She noticed on Facebook that a friend was tutoring Chinese kids in English online, and it piqued her interest. She applied for the job and, aided by a walker, went to an interview and training session last December in Chicago.
Fletcher earns about $18 per hour and can choose to be paid monthly or bimonthly through PayPal or a bank transfer. The job helps reduce or eliminate expenses related to commuting, buying work clothes, child care and other costs. Fletcher works until 9 a.m., then plays with her kids.
“I am now able to put my family first and still have a rewarding career,” she says.
She says the job has helped her provide for her family and recover from the accident.
The online tutoring companies, meanwhile, are highly profitable. Chinese students pay what amounts to $49 to $80 an hour for the classes, significantly above the $12 to $20 tutor wages.
VIPKid is valued at over $3 billion, according to a Forbes report in March, and has well-known investors like Kobe Bryant.
51Talk, another leading Chinese online education company, has 14,800 English teachers in North America and other English-speaking countries. Bling ABC, launched by New Oriental , a large private educational company in China, attracts over 1,000 American applicants a month for its online tutoring jobs.
Countries like South Korea, Japan and Russia also have strong demand for online English tutoring, but “China remains the biggest market,” Smith says. His company, ESL Authority, lists 100 to 300 tutoring openings each month.
Several trends are driving China’s voracious demand for tutors. More than 17 million babies have been born in China each year since the government began allowing two children per household in 2016, up from one child. “Chinese parents remain enthusiastic about English language acquisition and the monotonous public education couldn’t satisfy their diverse demands,” says Jianglu Wang, a scholar of educational financing in Beijing.
At the same time, the Chinese government has invested $182 billion since 2015 to boost internet speeds. From 2015 to 2017, broadband subscriptions in China increased to 394.2 billion from 277 billion,according to the World Bank.
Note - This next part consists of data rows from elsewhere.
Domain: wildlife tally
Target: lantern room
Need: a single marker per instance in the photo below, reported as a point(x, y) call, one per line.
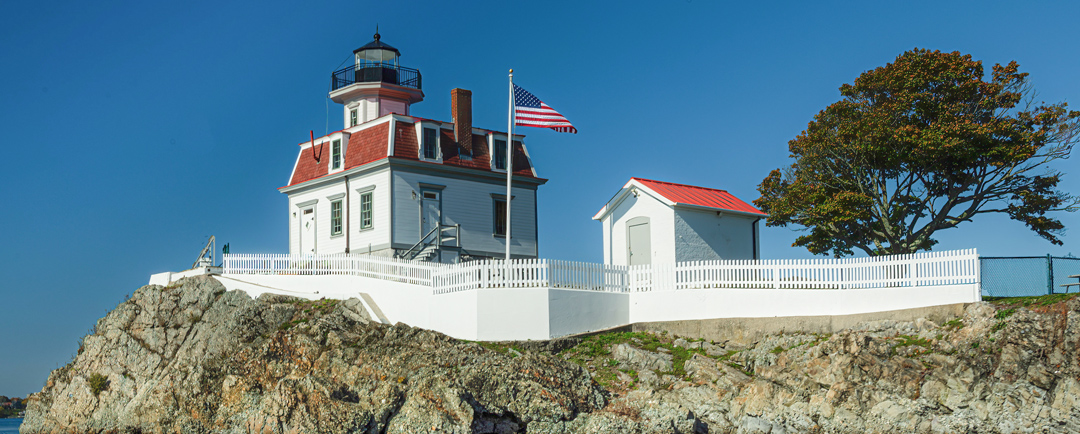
point(376, 84)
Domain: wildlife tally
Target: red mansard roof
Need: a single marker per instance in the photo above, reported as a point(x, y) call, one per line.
point(682, 193)
point(370, 145)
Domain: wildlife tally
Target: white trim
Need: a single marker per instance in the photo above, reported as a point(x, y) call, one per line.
point(327, 178)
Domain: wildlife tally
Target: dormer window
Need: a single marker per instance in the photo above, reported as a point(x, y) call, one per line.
point(430, 144)
point(499, 154)
point(429, 136)
point(336, 154)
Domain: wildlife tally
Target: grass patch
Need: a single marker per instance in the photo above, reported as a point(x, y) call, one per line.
point(1028, 301)
point(98, 383)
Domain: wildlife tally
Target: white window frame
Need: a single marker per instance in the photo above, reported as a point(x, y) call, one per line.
point(369, 213)
point(337, 221)
point(420, 140)
point(337, 156)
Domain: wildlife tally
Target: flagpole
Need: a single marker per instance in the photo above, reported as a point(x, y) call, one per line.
point(510, 159)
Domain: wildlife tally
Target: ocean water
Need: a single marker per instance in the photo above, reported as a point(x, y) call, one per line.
point(10, 425)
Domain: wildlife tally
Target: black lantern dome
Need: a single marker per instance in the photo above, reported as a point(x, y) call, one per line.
point(376, 52)
point(376, 63)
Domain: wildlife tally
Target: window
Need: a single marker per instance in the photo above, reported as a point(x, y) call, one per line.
point(365, 211)
point(499, 154)
point(500, 217)
point(336, 218)
point(336, 156)
point(430, 144)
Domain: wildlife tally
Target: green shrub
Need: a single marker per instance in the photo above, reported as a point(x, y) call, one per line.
point(98, 383)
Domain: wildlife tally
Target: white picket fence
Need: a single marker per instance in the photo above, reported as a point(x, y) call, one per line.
point(922, 269)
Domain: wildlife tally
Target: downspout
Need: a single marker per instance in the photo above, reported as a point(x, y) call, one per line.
point(753, 232)
point(347, 231)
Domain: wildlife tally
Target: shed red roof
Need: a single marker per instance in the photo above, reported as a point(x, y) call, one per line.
point(370, 144)
point(682, 193)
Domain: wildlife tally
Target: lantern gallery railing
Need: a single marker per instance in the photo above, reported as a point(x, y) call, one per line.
point(923, 269)
point(376, 72)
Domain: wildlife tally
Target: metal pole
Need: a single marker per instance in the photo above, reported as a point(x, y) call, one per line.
point(1050, 274)
point(510, 159)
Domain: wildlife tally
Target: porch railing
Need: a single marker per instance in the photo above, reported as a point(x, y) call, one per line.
point(923, 269)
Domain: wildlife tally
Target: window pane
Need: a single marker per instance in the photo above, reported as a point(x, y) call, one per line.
point(335, 217)
point(500, 217)
point(336, 151)
point(430, 140)
point(365, 211)
point(500, 154)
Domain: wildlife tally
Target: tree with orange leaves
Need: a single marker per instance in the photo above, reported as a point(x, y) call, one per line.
point(918, 146)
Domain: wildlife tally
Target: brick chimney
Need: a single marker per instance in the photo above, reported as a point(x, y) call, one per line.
point(461, 107)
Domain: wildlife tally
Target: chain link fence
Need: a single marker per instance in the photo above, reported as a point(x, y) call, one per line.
point(1026, 275)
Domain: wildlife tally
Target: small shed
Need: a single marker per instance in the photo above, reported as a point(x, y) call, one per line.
point(650, 221)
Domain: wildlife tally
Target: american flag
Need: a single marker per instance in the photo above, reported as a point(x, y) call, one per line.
point(530, 111)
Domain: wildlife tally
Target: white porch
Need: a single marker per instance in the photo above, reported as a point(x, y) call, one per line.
point(543, 299)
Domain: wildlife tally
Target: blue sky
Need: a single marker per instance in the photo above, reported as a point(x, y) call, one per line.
point(133, 131)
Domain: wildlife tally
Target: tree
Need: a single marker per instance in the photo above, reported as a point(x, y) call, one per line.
point(918, 146)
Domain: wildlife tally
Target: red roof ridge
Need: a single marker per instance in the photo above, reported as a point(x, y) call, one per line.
point(323, 136)
point(686, 194)
point(676, 184)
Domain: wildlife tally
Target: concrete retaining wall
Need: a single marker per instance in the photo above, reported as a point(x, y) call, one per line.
point(544, 313)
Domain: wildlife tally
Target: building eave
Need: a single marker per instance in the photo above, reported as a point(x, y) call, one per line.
point(723, 211)
point(335, 176)
point(437, 167)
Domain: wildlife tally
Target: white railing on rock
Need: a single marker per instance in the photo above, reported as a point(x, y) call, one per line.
point(923, 269)
point(529, 273)
point(389, 269)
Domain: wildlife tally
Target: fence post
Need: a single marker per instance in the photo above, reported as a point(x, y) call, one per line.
point(1050, 274)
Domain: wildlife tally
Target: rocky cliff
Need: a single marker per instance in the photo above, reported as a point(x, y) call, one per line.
point(194, 358)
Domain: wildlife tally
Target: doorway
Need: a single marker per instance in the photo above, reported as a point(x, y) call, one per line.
point(308, 231)
point(431, 211)
point(639, 248)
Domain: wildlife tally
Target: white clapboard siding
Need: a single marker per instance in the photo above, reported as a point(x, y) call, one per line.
point(923, 269)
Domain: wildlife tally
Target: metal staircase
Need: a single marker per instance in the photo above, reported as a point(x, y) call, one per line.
point(431, 245)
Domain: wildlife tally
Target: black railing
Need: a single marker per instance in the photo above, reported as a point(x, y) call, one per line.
point(376, 73)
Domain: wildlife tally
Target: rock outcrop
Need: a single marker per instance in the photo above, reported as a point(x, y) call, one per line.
point(194, 358)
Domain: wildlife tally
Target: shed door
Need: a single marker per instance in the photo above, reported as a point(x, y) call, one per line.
point(431, 212)
point(640, 249)
point(308, 231)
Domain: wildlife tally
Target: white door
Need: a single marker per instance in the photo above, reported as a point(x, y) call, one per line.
point(640, 251)
point(431, 213)
point(308, 231)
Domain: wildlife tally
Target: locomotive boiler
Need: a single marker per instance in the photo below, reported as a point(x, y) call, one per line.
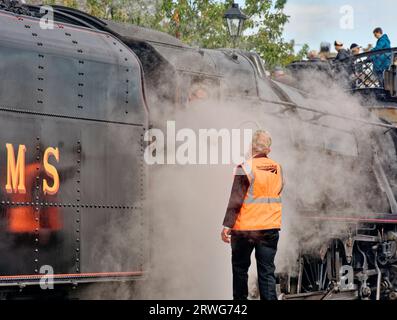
point(76, 101)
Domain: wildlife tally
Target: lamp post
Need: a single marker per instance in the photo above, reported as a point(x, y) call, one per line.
point(235, 19)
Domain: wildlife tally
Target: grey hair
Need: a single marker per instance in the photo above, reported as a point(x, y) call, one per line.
point(261, 142)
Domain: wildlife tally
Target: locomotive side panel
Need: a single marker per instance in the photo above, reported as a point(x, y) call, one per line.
point(73, 105)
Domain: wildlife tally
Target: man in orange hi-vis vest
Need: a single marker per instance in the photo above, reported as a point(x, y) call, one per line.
point(253, 219)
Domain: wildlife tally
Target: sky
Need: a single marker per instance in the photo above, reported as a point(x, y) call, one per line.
point(314, 21)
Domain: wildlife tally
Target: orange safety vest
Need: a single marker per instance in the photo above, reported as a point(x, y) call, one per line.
point(261, 209)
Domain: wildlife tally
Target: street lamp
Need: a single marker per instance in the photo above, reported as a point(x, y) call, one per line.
point(235, 21)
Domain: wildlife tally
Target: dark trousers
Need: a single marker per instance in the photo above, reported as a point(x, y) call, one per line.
point(265, 245)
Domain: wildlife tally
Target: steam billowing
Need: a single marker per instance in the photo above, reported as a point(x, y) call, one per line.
point(328, 168)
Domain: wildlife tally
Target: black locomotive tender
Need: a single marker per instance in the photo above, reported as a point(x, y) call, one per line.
point(75, 103)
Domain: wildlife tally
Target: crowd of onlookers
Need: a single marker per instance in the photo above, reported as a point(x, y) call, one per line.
point(379, 62)
point(342, 54)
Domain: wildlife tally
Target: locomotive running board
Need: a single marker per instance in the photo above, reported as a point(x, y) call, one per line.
point(27, 280)
point(323, 295)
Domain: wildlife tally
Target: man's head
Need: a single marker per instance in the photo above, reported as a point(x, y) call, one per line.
point(338, 45)
point(355, 49)
point(261, 142)
point(378, 32)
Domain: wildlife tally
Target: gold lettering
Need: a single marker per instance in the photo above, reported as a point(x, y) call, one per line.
point(15, 172)
point(51, 171)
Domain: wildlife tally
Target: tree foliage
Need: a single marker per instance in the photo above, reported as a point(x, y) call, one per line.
point(200, 23)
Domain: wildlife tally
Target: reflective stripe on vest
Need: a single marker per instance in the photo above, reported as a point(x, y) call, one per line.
point(262, 206)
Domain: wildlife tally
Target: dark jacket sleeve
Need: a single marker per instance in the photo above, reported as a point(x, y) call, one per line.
point(239, 190)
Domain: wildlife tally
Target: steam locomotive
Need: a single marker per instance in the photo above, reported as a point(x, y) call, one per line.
point(76, 101)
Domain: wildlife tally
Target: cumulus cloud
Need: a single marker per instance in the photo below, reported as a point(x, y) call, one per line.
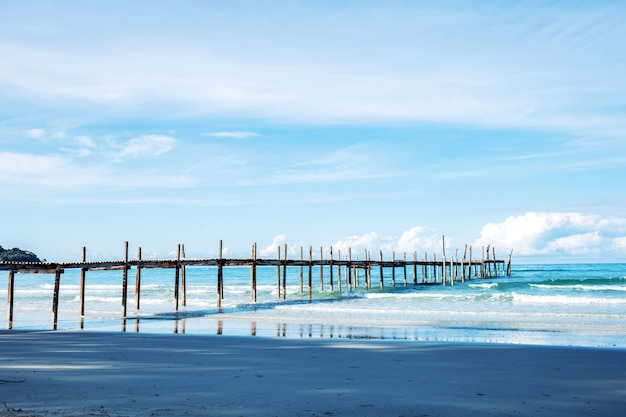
point(238, 135)
point(277, 241)
point(35, 133)
point(21, 167)
point(418, 239)
point(562, 234)
point(146, 145)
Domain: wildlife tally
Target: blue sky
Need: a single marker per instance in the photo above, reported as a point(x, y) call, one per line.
point(363, 124)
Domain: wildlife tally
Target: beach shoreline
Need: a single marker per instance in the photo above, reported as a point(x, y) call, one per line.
point(80, 373)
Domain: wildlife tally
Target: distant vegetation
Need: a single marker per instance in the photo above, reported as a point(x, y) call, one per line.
point(17, 255)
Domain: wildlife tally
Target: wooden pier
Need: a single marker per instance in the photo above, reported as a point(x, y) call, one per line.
point(346, 272)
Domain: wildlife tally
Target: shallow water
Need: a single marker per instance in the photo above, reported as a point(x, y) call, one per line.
point(574, 304)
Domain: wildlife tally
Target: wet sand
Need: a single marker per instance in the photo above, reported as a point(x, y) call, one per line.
point(87, 373)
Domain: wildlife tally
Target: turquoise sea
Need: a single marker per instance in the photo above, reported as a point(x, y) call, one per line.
point(548, 304)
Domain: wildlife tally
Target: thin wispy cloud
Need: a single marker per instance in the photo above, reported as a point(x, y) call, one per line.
point(146, 145)
point(233, 134)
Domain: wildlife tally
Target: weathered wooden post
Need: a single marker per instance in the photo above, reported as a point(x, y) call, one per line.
point(508, 265)
point(278, 271)
point(368, 270)
point(469, 266)
point(301, 269)
point(285, 274)
point(82, 283)
point(404, 265)
point(183, 270)
point(55, 297)
point(138, 280)
point(443, 260)
point(393, 269)
point(10, 294)
point(321, 269)
point(330, 271)
point(310, 270)
point(177, 279)
point(382, 280)
point(253, 275)
point(349, 269)
point(125, 280)
point(338, 269)
point(220, 275)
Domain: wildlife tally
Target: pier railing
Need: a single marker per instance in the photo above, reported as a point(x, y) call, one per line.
point(342, 273)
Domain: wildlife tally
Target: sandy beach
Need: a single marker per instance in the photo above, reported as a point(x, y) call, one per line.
point(128, 374)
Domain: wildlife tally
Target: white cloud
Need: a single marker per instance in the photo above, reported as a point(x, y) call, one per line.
point(559, 234)
point(35, 133)
point(30, 168)
point(239, 135)
point(418, 239)
point(146, 145)
point(85, 141)
point(277, 241)
point(358, 243)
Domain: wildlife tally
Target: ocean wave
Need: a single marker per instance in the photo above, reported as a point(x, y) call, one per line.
point(579, 287)
point(563, 299)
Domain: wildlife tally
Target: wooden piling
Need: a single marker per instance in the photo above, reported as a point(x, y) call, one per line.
point(339, 269)
point(278, 271)
point(382, 280)
point(10, 294)
point(349, 269)
point(220, 275)
point(177, 279)
point(310, 271)
point(393, 269)
point(183, 271)
point(404, 269)
point(508, 265)
point(285, 274)
point(138, 281)
point(330, 271)
point(125, 280)
point(321, 269)
point(253, 275)
point(301, 271)
point(81, 295)
point(55, 297)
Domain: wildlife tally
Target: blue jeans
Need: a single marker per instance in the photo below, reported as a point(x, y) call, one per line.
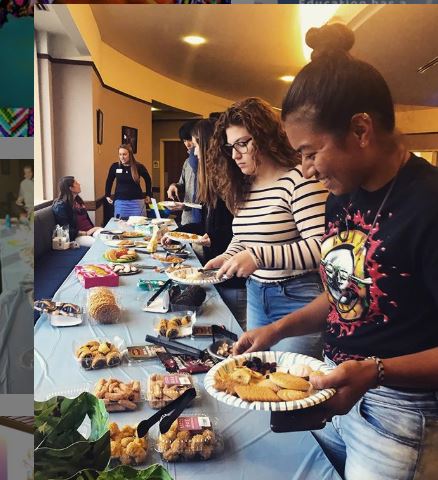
point(126, 208)
point(389, 434)
point(268, 302)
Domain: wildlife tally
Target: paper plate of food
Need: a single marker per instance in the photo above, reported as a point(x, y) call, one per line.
point(167, 259)
point(195, 276)
point(120, 243)
point(120, 255)
point(132, 234)
point(275, 381)
point(184, 237)
point(137, 220)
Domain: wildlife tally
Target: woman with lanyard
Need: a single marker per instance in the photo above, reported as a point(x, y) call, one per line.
point(255, 171)
point(379, 265)
point(129, 200)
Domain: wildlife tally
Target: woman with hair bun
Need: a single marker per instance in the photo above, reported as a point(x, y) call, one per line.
point(256, 173)
point(379, 266)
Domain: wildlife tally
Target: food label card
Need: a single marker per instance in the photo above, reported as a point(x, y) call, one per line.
point(176, 380)
point(193, 423)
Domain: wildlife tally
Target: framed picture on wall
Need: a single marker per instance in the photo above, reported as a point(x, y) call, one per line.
point(5, 167)
point(99, 123)
point(129, 135)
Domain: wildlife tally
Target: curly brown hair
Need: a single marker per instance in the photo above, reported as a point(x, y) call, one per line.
point(269, 139)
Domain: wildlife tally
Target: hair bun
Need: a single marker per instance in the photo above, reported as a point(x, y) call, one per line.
point(335, 38)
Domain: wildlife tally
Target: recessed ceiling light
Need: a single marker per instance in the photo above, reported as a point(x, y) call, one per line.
point(194, 40)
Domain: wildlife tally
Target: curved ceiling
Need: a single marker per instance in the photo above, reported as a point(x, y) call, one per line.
point(249, 46)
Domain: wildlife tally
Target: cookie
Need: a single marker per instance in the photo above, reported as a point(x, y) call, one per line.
point(288, 395)
point(269, 384)
point(290, 382)
point(300, 370)
point(254, 393)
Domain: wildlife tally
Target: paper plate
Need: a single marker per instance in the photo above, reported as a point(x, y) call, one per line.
point(115, 243)
point(284, 361)
point(175, 236)
point(186, 281)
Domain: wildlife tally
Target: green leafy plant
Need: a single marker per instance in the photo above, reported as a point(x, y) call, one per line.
point(62, 453)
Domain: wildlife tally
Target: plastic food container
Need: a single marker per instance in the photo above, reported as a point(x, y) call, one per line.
point(119, 396)
point(139, 353)
point(163, 389)
point(126, 447)
point(191, 437)
point(99, 353)
point(103, 306)
point(96, 275)
point(175, 325)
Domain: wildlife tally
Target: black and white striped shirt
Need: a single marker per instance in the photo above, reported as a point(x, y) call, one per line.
point(282, 226)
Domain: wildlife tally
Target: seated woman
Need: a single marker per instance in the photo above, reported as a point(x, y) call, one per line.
point(69, 209)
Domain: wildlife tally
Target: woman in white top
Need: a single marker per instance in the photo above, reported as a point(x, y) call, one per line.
point(278, 217)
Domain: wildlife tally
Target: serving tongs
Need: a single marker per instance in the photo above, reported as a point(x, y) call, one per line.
point(167, 415)
point(221, 331)
point(174, 346)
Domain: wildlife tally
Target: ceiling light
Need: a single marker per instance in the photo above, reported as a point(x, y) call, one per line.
point(194, 40)
point(313, 17)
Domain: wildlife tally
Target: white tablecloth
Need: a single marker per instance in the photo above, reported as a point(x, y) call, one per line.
point(252, 450)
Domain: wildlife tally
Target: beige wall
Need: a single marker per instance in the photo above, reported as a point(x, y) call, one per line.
point(414, 119)
point(161, 130)
point(73, 125)
point(10, 183)
point(118, 110)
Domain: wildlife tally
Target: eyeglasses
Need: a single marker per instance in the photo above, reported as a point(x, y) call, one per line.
point(240, 147)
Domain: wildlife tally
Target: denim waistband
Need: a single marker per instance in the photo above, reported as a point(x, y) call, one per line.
point(280, 282)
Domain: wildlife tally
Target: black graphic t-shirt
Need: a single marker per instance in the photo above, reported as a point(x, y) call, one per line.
point(382, 283)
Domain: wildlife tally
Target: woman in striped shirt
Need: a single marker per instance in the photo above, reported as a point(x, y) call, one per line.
point(279, 217)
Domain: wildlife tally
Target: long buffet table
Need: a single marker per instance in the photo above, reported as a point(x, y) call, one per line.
point(16, 339)
point(252, 451)
point(14, 269)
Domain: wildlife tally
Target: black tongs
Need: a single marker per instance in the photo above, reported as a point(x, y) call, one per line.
point(174, 346)
point(168, 414)
point(221, 331)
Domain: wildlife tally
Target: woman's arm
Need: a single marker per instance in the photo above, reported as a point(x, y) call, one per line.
point(147, 178)
point(110, 180)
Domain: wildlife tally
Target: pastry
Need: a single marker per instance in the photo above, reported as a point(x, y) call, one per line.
point(288, 395)
point(290, 382)
point(254, 393)
point(102, 306)
point(181, 443)
point(126, 447)
point(162, 389)
point(99, 361)
point(113, 359)
point(96, 354)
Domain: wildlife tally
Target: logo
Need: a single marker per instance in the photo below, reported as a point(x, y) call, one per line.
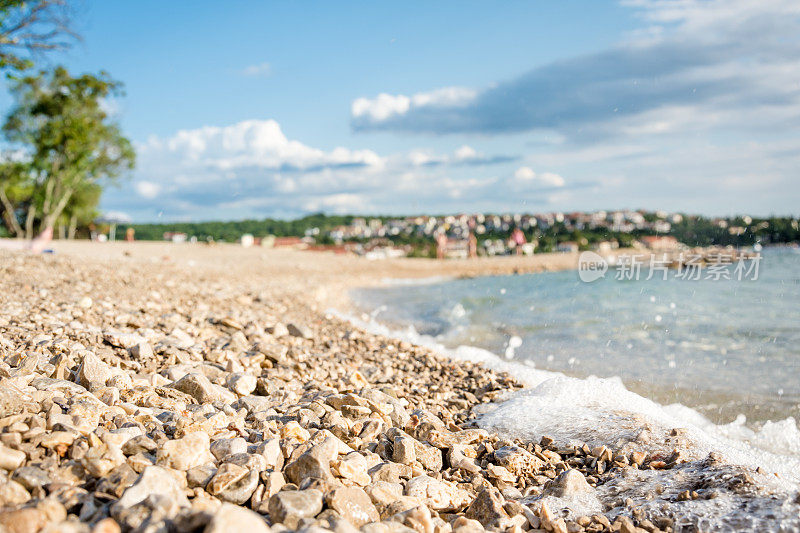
point(591, 267)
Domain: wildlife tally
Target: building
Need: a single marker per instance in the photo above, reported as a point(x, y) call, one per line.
point(569, 247)
point(660, 243)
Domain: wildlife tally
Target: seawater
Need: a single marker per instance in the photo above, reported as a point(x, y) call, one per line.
point(609, 361)
point(725, 348)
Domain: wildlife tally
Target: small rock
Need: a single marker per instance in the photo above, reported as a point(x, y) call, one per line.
point(28, 520)
point(240, 383)
point(224, 447)
point(353, 505)
point(11, 459)
point(201, 389)
point(297, 330)
point(232, 518)
point(487, 508)
point(188, 452)
point(233, 483)
point(290, 506)
point(93, 373)
point(568, 484)
point(153, 481)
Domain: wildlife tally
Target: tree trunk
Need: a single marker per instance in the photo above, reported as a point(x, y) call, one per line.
point(9, 216)
point(73, 226)
point(49, 219)
point(29, 220)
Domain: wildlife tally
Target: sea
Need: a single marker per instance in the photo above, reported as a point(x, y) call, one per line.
point(603, 361)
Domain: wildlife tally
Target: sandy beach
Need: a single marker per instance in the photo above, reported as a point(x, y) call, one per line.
point(159, 387)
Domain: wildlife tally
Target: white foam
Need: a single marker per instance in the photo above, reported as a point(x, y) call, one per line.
point(599, 411)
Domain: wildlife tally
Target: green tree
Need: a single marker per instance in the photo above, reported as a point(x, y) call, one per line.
point(31, 27)
point(70, 142)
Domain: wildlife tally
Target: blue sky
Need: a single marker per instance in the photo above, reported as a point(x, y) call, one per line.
point(254, 109)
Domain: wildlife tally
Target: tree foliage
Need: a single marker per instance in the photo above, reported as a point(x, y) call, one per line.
point(67, 146)
point(32, 27)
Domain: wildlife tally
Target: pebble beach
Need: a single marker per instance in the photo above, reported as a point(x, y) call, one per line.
point(178, 388)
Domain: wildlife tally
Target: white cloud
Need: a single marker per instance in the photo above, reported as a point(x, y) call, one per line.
point(251, 143)
point(526, 176)
point(366, 111)
point(465, 153)
point(260, 69)
point(147, 189)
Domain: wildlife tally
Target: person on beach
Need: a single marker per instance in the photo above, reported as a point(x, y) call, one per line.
point(441, 245)
point(36, 245)
point(472, 246)
point(517, 240)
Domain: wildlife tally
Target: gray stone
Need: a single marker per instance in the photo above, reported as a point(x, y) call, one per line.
point(93, 373)
point(11, 459)
point(241, 383)
point(315, 463)
point(199, 476)
point(31, 477)
point(188, 452)
point(153, 481)
point(299, 330)
point(234, 519)
point(290, 506)
point(353, 505)
point(224, 447)
point(233, 483)
point(487, 508)
point(201, 389)
point(568, 484)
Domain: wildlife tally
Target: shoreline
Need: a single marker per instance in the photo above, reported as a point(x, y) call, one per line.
point(230, 345)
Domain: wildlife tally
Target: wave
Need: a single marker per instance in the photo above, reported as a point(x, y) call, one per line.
point(602, 411)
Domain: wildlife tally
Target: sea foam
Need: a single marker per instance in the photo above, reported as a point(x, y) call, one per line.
point(602, 411)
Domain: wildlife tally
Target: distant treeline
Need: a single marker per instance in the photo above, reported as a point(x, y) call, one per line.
point(691, 230)
point(231, 231)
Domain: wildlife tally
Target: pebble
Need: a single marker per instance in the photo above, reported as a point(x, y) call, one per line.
point(289, 507)
point(145, 411)
point(154, 481)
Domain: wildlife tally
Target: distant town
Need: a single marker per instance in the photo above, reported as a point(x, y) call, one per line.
point(463, 235)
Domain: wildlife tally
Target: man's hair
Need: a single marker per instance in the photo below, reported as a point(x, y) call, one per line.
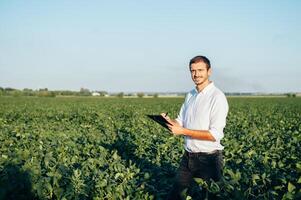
point(198, 59)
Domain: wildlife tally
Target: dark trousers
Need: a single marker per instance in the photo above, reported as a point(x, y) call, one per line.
point(196, 165)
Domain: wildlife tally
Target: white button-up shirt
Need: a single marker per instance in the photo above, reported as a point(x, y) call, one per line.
point(205, 110)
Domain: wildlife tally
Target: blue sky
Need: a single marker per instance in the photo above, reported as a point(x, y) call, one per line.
point(131, 46)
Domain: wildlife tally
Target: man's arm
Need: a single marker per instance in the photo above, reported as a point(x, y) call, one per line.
point(177, 129)
point(196, 134)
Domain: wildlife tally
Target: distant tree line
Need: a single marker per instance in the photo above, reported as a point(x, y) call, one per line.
point(44, 92)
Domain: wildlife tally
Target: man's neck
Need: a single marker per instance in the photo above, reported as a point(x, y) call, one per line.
point(203, 85)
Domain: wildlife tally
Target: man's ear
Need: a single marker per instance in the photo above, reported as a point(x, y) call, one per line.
point(209, 71)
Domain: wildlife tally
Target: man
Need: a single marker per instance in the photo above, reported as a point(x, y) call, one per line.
point(201, 121)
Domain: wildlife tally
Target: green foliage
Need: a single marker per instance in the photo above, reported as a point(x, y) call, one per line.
point(87, 148)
Online tutoring also has been boosted by a 2016 law allowing private investment in the education industry. The industry’s growth has led to vigorous competition among companies trying to recruit online English teachers in the U.S.
“The newer companies … drive the majority of new jobs because they need to build up their teacher roster,” Smith says. “They will typically try and offer higher wages (and) lower requirements for the initial hires.”
Many tutors are retired teachers and stay-at-home moms.
Sarah Keane, a mother of two who lives in Oakville, Connecticut, began working as an online English tutor last October. She works from 6 a.m. to 10 a.m. most days, and 8:30 p.m. to midnight or even 2 a.m. on Friday and Saturday. Last December, she left her full-time job as a day care worker to stay at home with her children and rely on the tutoring for income. She says she believes the work “has been a financial blessing,” adding that she has found her “dream job.”
Keane’s youngest student is 3 and her oldest is 14. She tutors them in grammar and test-taking, among other subjects. Many students have given her tours of their homes remotely and introduced her to family members online. One student had a class with her while he was out at a restaurant in Beijing. He stepped outside and showed Keane around downtown Beijing. “All the lights and buildings were amazing to see,” Keane says, “You are able to embrace their lives and cultures.”
Nicholas Jiang, a Chinese elementary school student who lives in Hong Kong, has taken online English tutoring classes from 34 teachers the past 11 months, including 30 in the U.S.
“I treat it as a small talk but not a class. It’s very fun.” Jiang says. Sometimes, he plays online games with teachers to improve his English proficiency. His parents paid nearly $1,000 for 26 classes.
Yet it’s hard to tell if the online courses improve the English skills of Chinese kids. It could be tough for companies to monitor the quality of the education as the number of tutors grows rapidly. Chinese parents complain that the teachers vary in their skills and it’s hard to make reservations with popular tutors.
In response, Magic Ears, among the online tutoring companies, has toughened the application requirements for teachers.